Rabbi Shimon Huberband & Preserving the Truth About the Holocaust


While the Warsaw Ghetto is remembered for its armed revolt, physical resistance wasn’t the only way Jews fought back. In addition to spiritual resistance, Jews held onto their autonomy by taking ownership of their story. Leading this effort was Emanuel Ringelblum, a historian whose clandestine and illegal ghetto-based scholarly organization Oyneg Shabes defied unbelievable odds to record Polish Jewry’s final chapter.
Oyneg Shabes was staffed by Ringelblum’s hand-picked assistants, most of them secular and left-leaning intellectuals like him. There was, however, one notable exception: Rabbi Shimon Huberband, a pious and gentle hassid who took on the job of documenting religious life.
Portrait of Rabbi Shimon Huberband
Though he’d grow to become one of Ringelblum’s most valuable assistants, Rabbi Huberband was an unlikely choice. Unlike the others, he lacked university training. Before the war he had been a Torah scholar living at the home of his father-in-law, a Hassidic rebbe. A prolific writer, Rabbi Huberband wrote in a variety of genres, publishing essays, poems and articles on Jewish law, a biography of Talmudic sages, and one notable piece of historical research – an article about Jewish physicians in his home city of Piotrokov, which attracted Ringelblum’s attention.

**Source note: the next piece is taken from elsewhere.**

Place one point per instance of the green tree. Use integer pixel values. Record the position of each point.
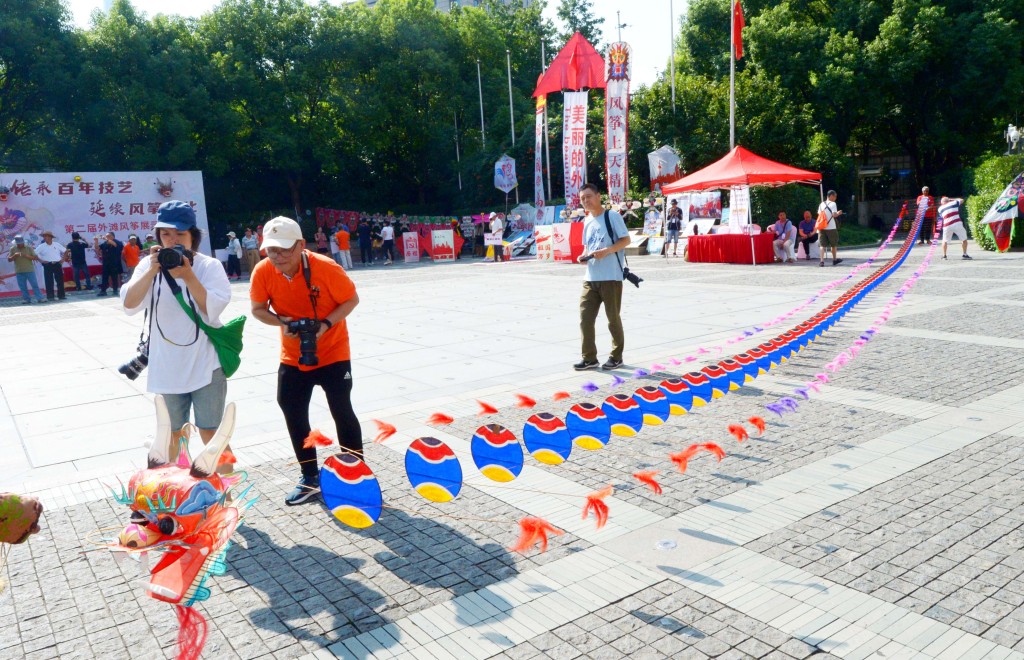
(578, 15)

During the two years he spent working for Oyneg Shabes, Huberband proved himself an able historian winning the respect of other project members.
“Huberband was a methodical collaborator… who carefully adhered to the guidelines worked out by Oyneg Shabes staff,” wrote Professor Samuel Kassow in “Who Will Write Our History” the definitive history of Oyneg Shabes.
What makes this all the more remarkable were the conditions Huberband and the others worked under. In the overcrowded and disease-ridden ghetto, he lacked food, heating, even a place to work, and yet he carried on willingly and with remarkable diligence.
Emanuel Ringelblum
For Rabbi Huberband, the work was therapy, his strategy for healing from his own devastating losses. During the war’s first week, his wife, young son and beloved father-in-law were killed in a German bombing strike in the small Polish village of Sulejow.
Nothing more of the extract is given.